Wed Jun 13 19:40:21 2007 [2404] info: spamd: result: Y 6 -
AWL,BAYES_99,HTML_IMAGE_RATIO_02,HTML_MESSAGE,MIME_HTML_ONLY,RDNS_DYNAMI
C
scantime=2.0,size=6275,user=rachel,uid=65534,required_score=5.0,rhost=lo
calhost,raddr=127.0.0.1,rport=39765,mid=<[EMAIL PROTECTED]
s2.jtgservers.com>,bayes=1.000000,autolearn=no
As you can see from that, I'm getting a spamd warning that it's
running as root and falling back to nobody, but it specifically also
says that it's identified the user as "rachel" and is processing it
as her -- and that it's hitting the BAYES_99 rule.
I then did a "sa-learn -u rachel --clear", verified that it cleared
the bayes tokens, learned a piece of ham as the user rachel (to re-
establish her bayes token database), and used spamd again to send the
same message as above through spamd as rachel (spamc -u rachel <
message.raw > message.out); again, I got the same hit on BAYES_99.

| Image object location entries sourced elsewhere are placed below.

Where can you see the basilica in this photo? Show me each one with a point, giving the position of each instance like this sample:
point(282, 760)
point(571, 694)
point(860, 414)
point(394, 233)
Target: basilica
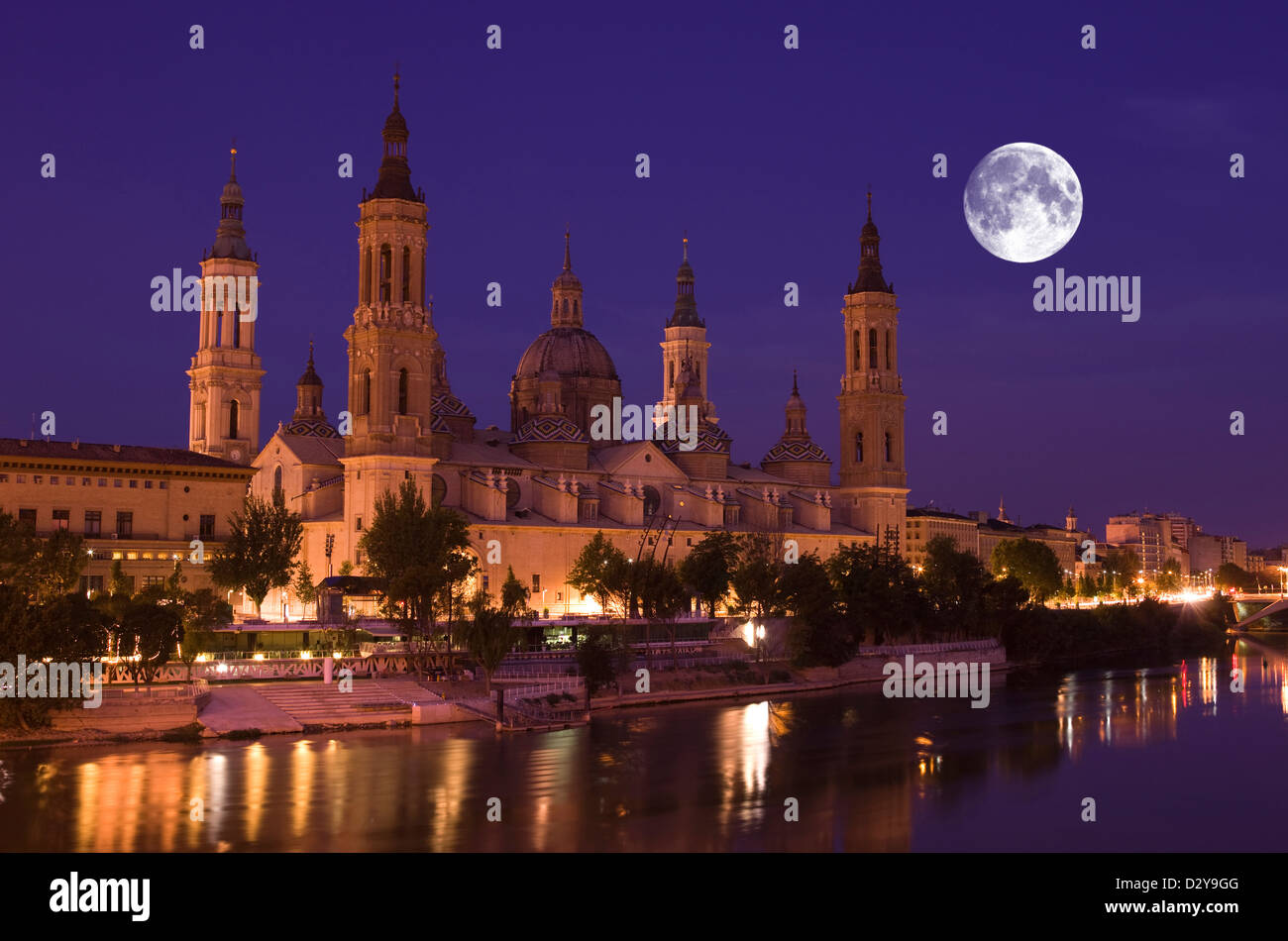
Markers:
point(537, 490)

I then did a "sa-learn -u root --clear" and ran it again, and again
hit BAYES_99.
Finally, I did a "sa-learn -u nobody --clear" and ran it again, and
BAYES_99 was gone. Looking at all the messages streaming through
spamd, BAYES_99 was no longer being hit for them all, so clearly it
was the nobody user that was causing the issue.
My question is: WHY?!? According to all the logging I could get,
spamd was clearly seeing that the user passed in was "rachel"; where
did "nobody" come into it?
As I said before, I was seeing this behavior running spamc directly
(using the -u option to specify the user), so I can't imagine that my
MTA enters into the problem; just in case, though, I'm running
Postfix, and it calls spamc with the following argv argument in my
master.cf file:
/usr/bin/spamc -u ${user} -e /usr/sbin/sendmail -oi -f ${sender} $
{recipient}
Spamd is running daemonized, with the following options:
spamd --max-children=10 -d -x -q -i 127.0.0.1 -A
209.10.108.198,204.193.152.163,192.168.1.163,127.0.0.1
I'm using MySQL for my user prefs and bayes token databases; I know
that the DB connection is working, because my user whitelist prefs
are firing on appropriate emails, and when I issued the "sa-learn --
clear" commands, I could see the MySQL process running in the
processlist clearing out the appropriate DB entries.
What could be going on? Thanks for any insight you might have!